The NAO platform has been designed to fulfill the requirements of a class III long-term implantable medical device, following the European Medical Device Regulation (MDR) and FDA regulations. The platform was first adapted for the treatment of epilepsy through vagus nerve stimulation and developed for long-term human implantation. Synergia Medical envisages a first human clinical trial for the NAO∙VNS neurostimulator in the coming months.

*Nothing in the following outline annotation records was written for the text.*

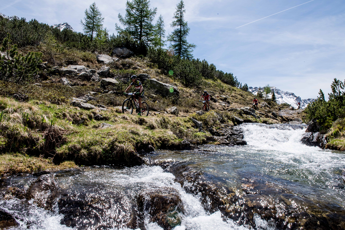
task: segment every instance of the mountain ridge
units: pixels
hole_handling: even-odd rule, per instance
[[[274,90],[274,93],[276,95],[277,103],[278,104],[286,103],[291,105],[295,109],[298,107],[298,102],[300,103],[300,108],[304,109],[309,103],[313,102],[315,99],[309,98],[308,99],[302,99],[300,97],[297,97],[294,93],[284,91],[274,86],[270,87],[272,90]],[[248,88],[248,91],[252,92],[253,94],[256,95],[259,91],[258,87],[249,87]],[[267,97],[270,98],[272,93],[269,93]]]

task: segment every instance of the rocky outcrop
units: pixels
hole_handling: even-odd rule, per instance
[[[176,117],[178,117],[178,109],[176,106],[173,106],[167,110],[168,112],[170,114],[173,114]]]
[[[158,81],[155,78],[149,79],[147,81],[150,87],[155,90],[157,94],[162,97],[171,97],[180,93],[176,86]]]
[[[110,78],[102,78],[101,80],[101,86],[103,88],[105,88],[108,86],[114,86],[118,83],[118,81]]]
[[[132,52],[126,47],[122,48],[117,47],[113,50],[111,55],[116,56],[120,58],[128,58],[132,55],[134,53]]]
[[[317,146],[321,148],[324,148],[327,143],[324,135],[318,132],[303,134],[301,141],[308,146]]]
[[[103,64],[110,64],[119,60],[119,59],[117,58],[111,57],[105,54],[98,54],[96,56],[96,58],[97,59],[97,62]]]
[[[320,131],[320,128],[321,126],[319,124],[319,122],[316,119],[314,118],[309,122],[308,124],[307,129],[305,130],[306,132],[316,132]]]
[[[164,229],[170,230],[180,225],[183,214],[183,204],[179,192],[171,188],[141,193],[138,199],[140,213],[147,213],[150,221]]]

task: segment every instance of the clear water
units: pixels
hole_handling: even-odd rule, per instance
[[[164,188],[178,191],[186,211],[181,214],[182,223],[175,230],[250,228],[224,218],[219,211],[206,211],[199,196],[187,193],[185,185],[181,187],[173,174],[158,166],[167,162],[187,165],[194,171],[211,175],[212,179],[234,188],[240,196],[245,196],[243,194],[245,182],[256,180],[313,201],[321,210],[345,208],[341,175],[345,169],[345,155],[303,144],[299,140],[305,129],[298,127],[251,124],[242,127],[247,146],[202,147],[206,151],[158,151],[144,157],[147,166],[124,169],[86,167],[79,172],[57,174],[55,180],[59,187],[71,194],[88,193],[87,196],[91,199],[95,196],[106,197],[111,191],[121,197],[120,203],[110,202],[108,211],[101,217],[105,222],[114,221],[114,227],[110,229],[114,230],[130,229],[126,228],[126,223],[138,194]],[[11,179],[13,183],[17,181],[15,177]],[[47,211],[34,203],[33,200],[29,203],[16,199],[2,200],[0,208],[12,213],[19,223],[19,227],[13,229],[71,229],[60,224],[62,217],[57,209]],[[147,229],[163,229],[149,219],[145,217]],[[274,229],[257,214],[254,219],[257,229]]]

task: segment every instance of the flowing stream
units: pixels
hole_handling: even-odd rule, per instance
[[[0,211],[18,223],[13,229],[345,228],[345,155],[303,144],[303,125],[241,127],[247,146],[157,151],[132,168],[8,177]],[[170,193],[180,209],[157,214],[152,198]]]

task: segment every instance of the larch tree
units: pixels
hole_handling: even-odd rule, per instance
[[[162,47],[165,45],[165,30],[164,29],[164,21],[163,20],[162,15],[157,20],[157,22],[155,26],[155,41],[154,46],[161,49]]]
[[[191,53],[196,46],[187,41],[187,36],[189,34],[190,28],[187,22],[185,21],[184,14],[185,12],[185,4],[183,1],[181,0],[177,4],[176,11],[174,13],[175,20],[170,24],[170,26],[175,29],[169,34],[168,40],[170,43],[169,48],[175,55],[181,57],[191,58],[193,57]]]
[[[127,1],[126,6],[125,18],[119,13],[118,16],[120,23],[125,27],[124,30],[139,42],[152,44],[154,40],[155,29],[152,22],[157,12],[157,8],[150,9],[148,0]],[[119,32],[124,30],[117,23],[115,28]]]
[[[95,2],[90,5],[89,9],[85,10],[85,21],[83,22],[82,20],[80,20],[80,24],[82,26],[84,32],[90,36],[92,41],[94,34],[96,34],[96,31],[99,28],[103,27],[102,23],[104,18],[102,17],[102,14],[96,6]]]

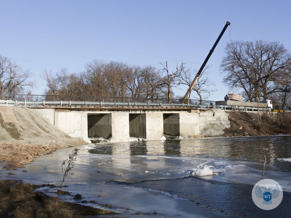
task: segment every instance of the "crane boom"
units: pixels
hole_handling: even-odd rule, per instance
[[[226,30],[226,28],[227,28],[227,27],[230,25],[230,22],[228,21],[227,21],[226,22],[226,24],[224,27],[223,28],[223,29],[222,29],[222,31],[221,31],[221,33],[220,33],[219,36],[217,39],[216,40],[216,41],[214,43],[214,44],[213,45],[213,46],[212,47],[212,48],[209,51],[209,53],[208,54],[208,55],[207,55],[207,56],[206,57],[206,58],[205,59],[205,60],[204,61],[204,62],[203,62],[203,63],[202,64],[202,66],[201,66],[201,67],[200,67],[200,69],[199,69],[199,70],[198,71],[198,72],[196,74],[196,75],[195,76],[195,77],[194,78],[194,79],[193,80],[192,83],[191,84],[191,85],[189,87],[188,90],[187,91],[187,92],[186,92],[186,94],[185,94],[185,95],[183,97],[183,103],[184,103],[185,102],[185,101],[187,99],[187,97],[190,94],[190,92],[191,92],[191,91],[192,91],[192,89],[193,88],[193,87],[194,86],[194,85],[197,81],[198,78],[200,76],[200,74],[201,74],[202,70],[203,70],[203,68],[204,68],[204,67],[205,66],[205,65],[206,65],[206,63],[207,63],[207,62],[208,61],[208,59],[209,59],[209,58],[210,58],[210,56],[211,56],[211,55],[212,54],[212,53],[213,53],[213,51],[214,51],[214,49],[215,49],[215,47],[216,47],[216,46],[218,43],[218,42],[219,42],[219,40],[220,40],[220,39],[222,36],[222,35],[223,35],[223,34],[224,33],[224,32]]]

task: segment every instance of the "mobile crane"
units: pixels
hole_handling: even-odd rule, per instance
[[[190,95],[190,93],[191,92],[191,91],[192,91],[192,89],[193,88],[193,87],[194,86],[194,85],[197,81],[197,80],[198,79],[198,78],[200,76],[200,74],[201,74],[201,73],[202,72],[202,70],[203,70],[203,68],[204,68],[204,67],[205,66],[205,65],[206,65],[206,63],[207,63],[207,62],[208,61],[208,59],[209,59],[209,58],[210,58],[210,56],[211,56],[211,55],[212,54],[212,53],[213,53],[213,51],[214,51],[214,49],[215,49],[215,47],[216,47],[216,46],[218,43],[218,42],[219,42],[219,40],[220,40],[220,39],[222,36],[222,35],[223,35],[223,34],[224,33],[224,32],[226,30],[226,28],[227,28],[227,27],[230,25],[230,22],[228,21],[227,21],[226,22],[226,24],[224,27],[223,28],[223,29],[222,29],[222,31],[221,31],[221,33],[220,34],[219,34],[217,39],[216,40],[216,41],[215,41],[215,43],[214,43],[214,44],[212,47],[212,48],[209,51],[209,53],[208,53],[208,55],[207,55],[207,56],[206,57],[206,59],[205,59],[205,60],[204,61],[204,62],[203,62],[203,63],[202,64],[202,66],[201,66],[201,67],[200,67],[200,69],[199,69],[199,70],[198,71],[198,72],[196,74],[196,75],[195,76],[194,79],[193,80],[193,81],[192,82],[192,83],[191,84],[191,85],[189,87],[189,88],[188,89],[188,90],[187,91],[187,92],[186,92],[186,94],[185,94],[184,97],[183,97],[182,99],[183,103],[185,103],[186,99],[187,99],[187,98],[188,98],[188,101],[189,101],[189,99],[190,99],[190,97],[188,97],[188,96],[189,96]]]

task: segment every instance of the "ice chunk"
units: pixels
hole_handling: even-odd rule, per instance
[[[291,162],[291,158],[277,158],[277,160],[278,160],[282,161],[288,161]]]
[[[193,168],[191,174],[192,176],[209,176],[213,174],[213,171],[209,169],[206,165],[199,165],[197,167]]]

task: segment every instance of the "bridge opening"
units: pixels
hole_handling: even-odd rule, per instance
[[[102,137],[109,139],[112,137],[111,116],[109,114],[88,114],[88,137]]]
[[[180,117],[178,113],[164,113],[164,134],[166,137],[179,136],[180,135]]]
[[[129,136],[146,138],[146,114],[129,114]]]

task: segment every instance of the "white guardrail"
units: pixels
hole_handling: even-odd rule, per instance
[[[225,110],[239,111],[258,111],[269,110],[265,108],[232,106],[227,105],[213,105],[205,104],[173,103],[142,103],[139,102],[104,102],[102,101],[33,101],[25,100],[0,100],[0,105],[39,106],[68,106],[99,107],[190,108],[195,108],[221,109]]]

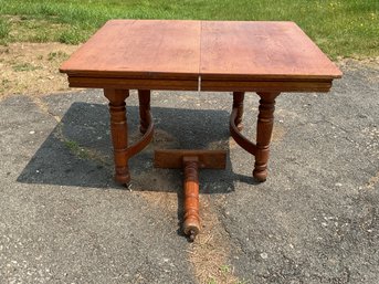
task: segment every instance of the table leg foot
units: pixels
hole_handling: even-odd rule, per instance
[[[257,93],[261,99],[256,124],[256,149],[253,177],[260,182],[267,179],[267,162],[271,135],[274,126],[275,98],[278,94]]]
[[[240,132],[243,129],[243,125],[242,125],[243,99],[244,99],[244,92],[233,92],[233,109],[234,108],[238,109],[234,125]]]
[[[110,134],[114,148],[115,180],[128,183],[130,173],[128,168],[128,128],[125,99],[129,96],[128,90],[105,88],[104,95],[109,99]]]
[[[138,90],[139,132],[145,134],[150,125],[150,90]]]

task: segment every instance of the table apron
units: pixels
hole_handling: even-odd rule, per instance
[[[167,90],[198,91],[198,80],[144,80],[69,76],[70,87],[115,88],[115,90]]]
[[[330,81],[201,81],[212,92],[328,92]]]
[[[215,81],[164,80],[164,78],[113,78],[69,76],[71,87],[117,90],[171,90],[209,92],[328,92],[331,80],[325,81]]]

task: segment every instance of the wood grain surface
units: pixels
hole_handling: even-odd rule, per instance
[[[201,78],[335,78],[341,73],[294,22],[203,21]]]
[[[112,20],[98,30],[61,72],[129,78],[198,78],[198,21]]]
[[[74,87],[189,91],[327,92],[341,76],[294,22],[264,21],[112,20],[60,70]]]

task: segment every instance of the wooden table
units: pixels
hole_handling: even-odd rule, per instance
[[[71,87],[104,88],[109,99],[115,178],[130,181],[128,159],[152,137],[151,90],[233,92],[230,132],[267,177],[275,98],[328,92],[338,67],[293,22],[113,20],[60,69]],[[141,140],[128,145],[125,99],[138,90]],[[241,134],[244,92],[261,97],[256,144]],[[199,137],[201,139],[201,137]]]

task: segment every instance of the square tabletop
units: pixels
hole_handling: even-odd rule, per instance
[[[199,77],[331,81],[341,76],[294,22],[264,21],[112,20],[61,66],[61,72],[69,78],[196,82]]]

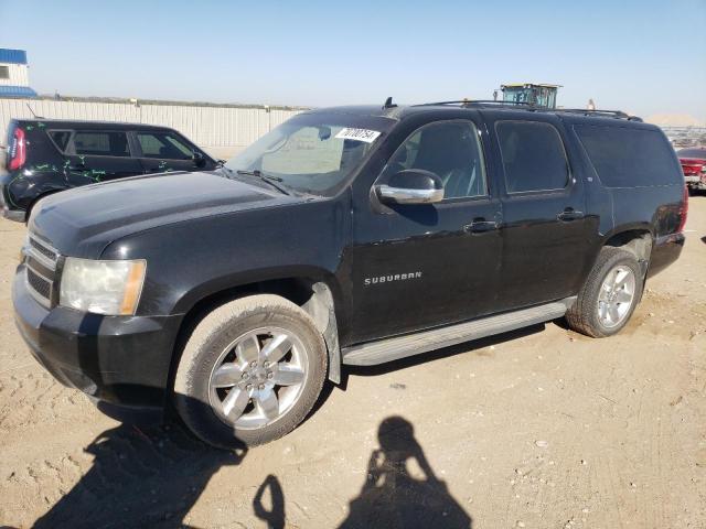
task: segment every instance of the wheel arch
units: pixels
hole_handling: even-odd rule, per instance
[[[176,368],[183,347],[196,325],[215,307],[238,298],[255,294],[275,294],[291,301],[307,312],[317,330],[322,334],[329,356],[328,378],[341,382],[341,348],[339,344],[339,319],[341,299],[338,282],[331,274],[296,274],[271,278],[265,274],[256,281],[236,282],[222,289],[201,290],[199,296],[188,296],[180,306],[185,306],[183,319],[174,342],[169,370],[168,388],[173,388]],[[336,299],[339,300],[336,302]],[[179,312],[182,312],[179,311]]]
[[[652,247],[654,246],[654,234],[648,226],[643,225],[624,227],[609,234],[602,246],[612,246],[630,251],[643,268],[642,271],[646,272]]]

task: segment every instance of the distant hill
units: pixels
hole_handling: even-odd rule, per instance
[[[645,121],[660,127],[704,127],[702,121],[688,114],[653,114]]]

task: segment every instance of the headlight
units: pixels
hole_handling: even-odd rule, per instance
[[[132,315],[145,282],[145,260],[95,261],[67,257],[60,304],[107,315]]]

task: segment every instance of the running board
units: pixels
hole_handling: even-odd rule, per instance
[[[496,316],[482,317],[472,322],[344,347],[342,349],[343,364],[349,366],[375,366],[471,339],[536,325],[561,317],[575,301],[576,296],[567,298],[554,303],[507,312]]]

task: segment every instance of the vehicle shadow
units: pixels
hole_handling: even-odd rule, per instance
[[[189,527],[184,517],[211,476],[247,452],[210,447],[178,423],[124,423],[85,451],[90,469],[33,527]]]
[[[269,509],[263,503],[266,490],[269,490]],[[258,487],[253,498],[253,511],[260,520],[267,522],[268,528],[281,529],[285,527],[285,493],[276,476],[268,475]]]
[[[472,518],[431,469],[409,421],[388,417],[377,439],[379,449],[371,454],[363,488],[340,529],[472,527]]]

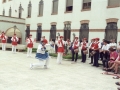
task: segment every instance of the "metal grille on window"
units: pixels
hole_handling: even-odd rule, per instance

Future development of the NAO∙VNS neurostimulator involves the use of optical sensing such as heartbeat and SpO2 detection paving the way to close loop therapy. As the device can safely function under MRI, it also offers the possibility of functional magnetic resonance imaging (fMRI). This technique is based on the principle that when a particular region of the brain becomes active, there is an increased demand for oxygenated blood in that area. Imaging the blood flow thus provides a representation of brain activity localization that can be used in several ways. For example, with fMRI, epileptologists could identify in real time the specific brain regions that are modulated by vagus nerve stimulation. This can help understanding the neural circuitry involved but also evaluate optimal for individual patients’ stimulation parameters (e.g., intensity, frequency). It can also be used to monitor therapeutic progress. For the purpose of fMRI, additional optically based accessories are currently under development to allow communication between the implanted neurostimulator within the MRI room and the external control room. Assessing the compatibility and safety with 7 T scanners is also envisaged.

Many applications would benefit from a neurostimulator that is safe under MRI without any limitations. For example, Deep Brain Stimulation (DBS) is one of the most suitable applications, as DBS involves using electrodes implanted in specific brain regions to modulate abnormal neural activity. It has been used to treat various neurological and psychiatric conditions, such as epilepsy, Parkinson's disease, essential tremor, and obsessive–compulsive disorder. MRI brain scans are paramount for medical diagnosis and follow-up for these patients, but this is made extremely difficult, dangerous or impossible mainly due to the excessive heating due to the presence of the electrode. Again, an implantable neurostimulator compatible with fMRI would not only allow for brain imaging but also for imaging during stimulation, enabling researchers and practitioners to investigate the immediate effects of DBS on brain activity.